Climate change contributes massively towards cheetah extinction and the loss of biodiversity, generally. Temperature increases reduce livable habitat - actual land - for animals, reduces the number of prey species making food scarce, pushes humans to convert more land to farmland (which worsens the cycle), and so on. For cheetahs, some believe that increased temperatures negatively affect male fertility and virility as well.

World leaders are currently meeting in Rome for the G20 conference to discuss climate change and measures to combat the deleterious effects on the planet that we, humans, have wrought. I have...thoughts about all that, but I’ll keep them to my self for now. Suffice it to say that a bunch of world leaders arriving in Rome burning extra fuel for private jets and motorcades isn’t great optics.

The reporting from Rome has been about continuing the aim to become climate neutral by 2050. Most experts believe the problem is much more pressing and needs to be addressed sooner than “over the next few decades” to save the planet and preserve her for our children and grandchildren.

Fortunately, some people and organizations have a better grasp of the dire nature of climate change. Arsenal are among them, although even the club specifically mentions that possibly-too-late 2050 goal. The club became the first in the Premier League to sign the UN Sports for Climate Action Framework, a plan devised specifically for sport to bring itself in-line with the Paris Agreement. The club were also the first PL club to switch to 100% green energy.
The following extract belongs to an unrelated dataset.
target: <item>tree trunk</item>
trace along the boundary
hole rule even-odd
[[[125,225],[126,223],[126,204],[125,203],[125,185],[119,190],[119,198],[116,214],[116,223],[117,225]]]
And you can’t mention Arsenal and sustainability without mentioning Hector Bellerin. The on-loan defender has spoken on numerous occasions about social responsibility of all shapes and sizes, including climate change. He’s put his money where his mouth is as well, funding the planting of nearly 60,000 trees in the Amazon with his project tied to Arsenal wins last season and buying a stake in eco-friendly club Forest Green Rovers.

From “CF is here again” to cheetah cam to biodiversity to climate change to G20 to Arsenal to Hector Bellerin. Yeah, I’m back. Have a great day, y’all!